"And so for two thousand years before that; and, in fact, we must believe that every thing has always been going on in the same manner, —the sun always rising and setting, men dying and never rising and so forth."

"Exactly so, even from the beginning of the creation," said Fellowes.

"The beginning of the creation! My good fellow, I do not understand you. As we have been going back, we have seen that there is no period at which the same principle of judgment will not apply, and, following it fearlessly, I say that we are in all fairness bound to believe that there never has been a period when the present order has been different from what it is; in other words, that the progression has been an eternal one."

"I cannot admit that argument," said Fellowes.

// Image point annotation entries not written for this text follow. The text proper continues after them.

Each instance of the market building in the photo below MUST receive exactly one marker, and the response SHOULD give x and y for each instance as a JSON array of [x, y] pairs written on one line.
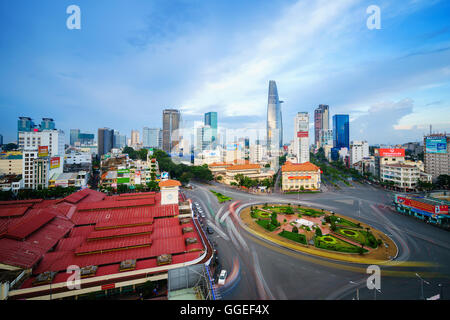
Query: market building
[[300, 176], [117, 242]]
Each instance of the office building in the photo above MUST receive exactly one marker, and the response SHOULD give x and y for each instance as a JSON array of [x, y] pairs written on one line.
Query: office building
[[171, 130], [150, 137], [341, 131], [11, 163], [437, 154], [321, 122], [300, 176], [358, 151], [105, 140], [274, 121], [211, 121], [301, 137], [135, 139]]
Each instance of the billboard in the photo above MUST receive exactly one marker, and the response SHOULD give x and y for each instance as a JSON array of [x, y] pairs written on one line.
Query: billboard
[[55, 162], [391, 152], [42, 151], [302, 134], [422, 206], [436, 145]]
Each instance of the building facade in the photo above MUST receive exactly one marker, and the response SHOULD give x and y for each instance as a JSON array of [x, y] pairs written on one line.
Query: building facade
[[304, 176], [437, 154], [171, 130], [274, 121], [321, 122], [341, 131], [301, 137], [105, 140]]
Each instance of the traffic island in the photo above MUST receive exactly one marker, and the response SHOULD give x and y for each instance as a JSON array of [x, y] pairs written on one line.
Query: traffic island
[[319, 232]]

"Then be pleased to provide me with a good answer to it, which will still leave us at liberty to say, that a miracle (that is, a variation from the order of nature as determined by our uniform experience, and by that of the whole circle of our contemporaries) is impossible, and that we may reject at once any pretension of the kind."

"But I do not admit that the creation of any thing or of all things is of the nature of a miracle."

Harrington smiled. "I am afraid," said he, "that to common sense, to fair reasoning, to any philosopher worthy of the name there would be no difference except in magnitude, between such an event as the sudden appearance of an animal (say man) for the first time in our world, or the first appearance of a tree (such a thing never having been before), and the restoration to life of a dead man. Each is, to all intents and purposes, a violation of the previous established series of antecedents and consequents, and comes strictly within the limits of our definition of a miracle; and a miracle, you know is impossible. The only difference will be, that the miracle in the one case will be greater and more astonishing than that in the other."

"But it is impossible, in the face of geologists, to contend that there have not been many such revolutions in the history of the world as these. Man himself is of comparatively recent introduction into our system."

"I cannot help what the geologists affirm. If we are to abide by our principle, we have no warrant to believe that there have been any such violations, or infractions, or revolutions of nature's laws in the world's history. If they contend for the interpolation of events in the history of the universe, which, by our criterion, are of the nature of miracles, and we are convinced that miracles are impossible, we must reject the conclusions of geologists."

"But may we not say, that the great epochs in the history of the universe are themselves but the manifestation of law?"